Utrechtse onderzoekers beginnen te begrijpen hoe het TRAP-eiwitcomplex werkt. Met dank aan de cryo-elektronenmicroscopie én aan twee mensen bij wie het helaas niet werkt, schrijven ze in Nature Communications.

TRAP staat voor translocon-associated protein. Het complex maakt deel uit van een groter geheel, het ER translocon. Dat translocon zit in en rond het endoplasmatisch reticulum en sluist eiwitten door die worden geproduceerd door ribosomen op dat membraan. Bekend is dat TRAP bestaat uit vier subunits, genaamd TRAP alfa tot en met delta, en er waren al berichten dat mutaties in TRAPδ kunnen leiden tot problemen met de eiwitglycosylering. Maar voor de rest was TRAP eigenlijk een raadsel.

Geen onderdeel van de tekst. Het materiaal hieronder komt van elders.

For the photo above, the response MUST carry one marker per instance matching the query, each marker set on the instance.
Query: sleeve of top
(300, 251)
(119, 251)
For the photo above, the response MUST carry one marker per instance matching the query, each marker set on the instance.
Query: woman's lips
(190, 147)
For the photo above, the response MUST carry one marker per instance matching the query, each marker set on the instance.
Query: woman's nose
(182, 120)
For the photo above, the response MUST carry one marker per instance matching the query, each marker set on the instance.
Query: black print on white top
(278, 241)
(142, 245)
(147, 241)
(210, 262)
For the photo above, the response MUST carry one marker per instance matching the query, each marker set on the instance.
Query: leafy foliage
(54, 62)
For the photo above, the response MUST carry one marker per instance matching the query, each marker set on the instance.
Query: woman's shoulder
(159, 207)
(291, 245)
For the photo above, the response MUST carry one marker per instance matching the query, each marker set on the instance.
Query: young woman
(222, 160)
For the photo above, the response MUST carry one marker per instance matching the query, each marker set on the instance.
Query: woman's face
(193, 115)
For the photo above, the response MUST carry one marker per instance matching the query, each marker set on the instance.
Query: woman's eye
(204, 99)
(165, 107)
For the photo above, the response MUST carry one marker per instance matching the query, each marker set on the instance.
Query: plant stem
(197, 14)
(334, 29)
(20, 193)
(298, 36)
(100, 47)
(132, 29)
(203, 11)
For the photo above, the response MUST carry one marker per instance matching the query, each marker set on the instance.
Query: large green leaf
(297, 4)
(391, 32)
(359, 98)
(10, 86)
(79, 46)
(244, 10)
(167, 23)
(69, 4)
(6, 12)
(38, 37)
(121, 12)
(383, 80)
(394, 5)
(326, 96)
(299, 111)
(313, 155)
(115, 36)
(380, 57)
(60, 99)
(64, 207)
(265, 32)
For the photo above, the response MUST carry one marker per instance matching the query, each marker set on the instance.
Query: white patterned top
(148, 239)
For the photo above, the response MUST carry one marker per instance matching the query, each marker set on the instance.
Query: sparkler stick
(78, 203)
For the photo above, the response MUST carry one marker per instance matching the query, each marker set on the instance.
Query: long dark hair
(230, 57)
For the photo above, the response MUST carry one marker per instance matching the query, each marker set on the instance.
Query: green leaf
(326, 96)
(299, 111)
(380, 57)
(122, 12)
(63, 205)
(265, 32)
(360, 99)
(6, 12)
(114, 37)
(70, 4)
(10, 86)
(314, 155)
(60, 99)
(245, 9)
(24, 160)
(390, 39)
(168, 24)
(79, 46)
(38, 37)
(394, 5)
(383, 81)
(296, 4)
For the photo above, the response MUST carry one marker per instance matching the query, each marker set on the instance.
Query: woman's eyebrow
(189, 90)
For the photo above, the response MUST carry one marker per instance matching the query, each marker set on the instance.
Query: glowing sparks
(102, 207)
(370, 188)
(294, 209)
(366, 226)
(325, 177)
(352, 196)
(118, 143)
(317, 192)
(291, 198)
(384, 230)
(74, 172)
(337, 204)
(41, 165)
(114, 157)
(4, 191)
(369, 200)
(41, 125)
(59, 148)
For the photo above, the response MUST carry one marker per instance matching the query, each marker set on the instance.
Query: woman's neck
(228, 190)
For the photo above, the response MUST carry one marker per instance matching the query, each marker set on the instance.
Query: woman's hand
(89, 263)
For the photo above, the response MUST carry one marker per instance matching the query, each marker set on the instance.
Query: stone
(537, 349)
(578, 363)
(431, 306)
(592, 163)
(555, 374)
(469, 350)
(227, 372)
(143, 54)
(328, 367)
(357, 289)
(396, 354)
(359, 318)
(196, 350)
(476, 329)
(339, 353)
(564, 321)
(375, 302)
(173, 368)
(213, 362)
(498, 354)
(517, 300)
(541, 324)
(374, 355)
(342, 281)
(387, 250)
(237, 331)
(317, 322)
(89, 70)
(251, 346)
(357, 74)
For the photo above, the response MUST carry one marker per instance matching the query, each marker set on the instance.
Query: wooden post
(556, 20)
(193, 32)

Friedrich Förster, vorig jaar aangesteld als hoogleraar cryo-elektronenmicroscopie bij het Bijvoet Center for Biomolecular Research en kort daarop verblijd met een ERC Consolidator Grant van ruim € 2 miljoen, heeft nu het geluk gehad dat hij celmateriaal in handen kreeg van twee ernstig gehandicapte tieners die door genetische defecten respectievelijk TRAPγ en TRAPδ misten. Met cryo-elektrontomografie (CET) heeft hij de structuur van hun translocons in kaart gebracht, en vergelijken met die van ‘gezonde’ translocons.

De exacte 3D-vorm van de afzonderlijke TRAP-componenten is nog niet bekend en met de resolutie van de huidige CET-technieken geeft er slechts een vaag idee van. Maar de vergelijking liet wel fraai zien waar er iets ontbrak. En dus weten we nu dat TRAPδ naast het oligosaccharyltransferasecomplex (OST) hoort te zitten. OST speelt inderdaad een belangrijke rol bij de glycosylering en Förster vermoedt dat TRAPδ de samenwerking tussen OST en de rest van TRAP verbetert.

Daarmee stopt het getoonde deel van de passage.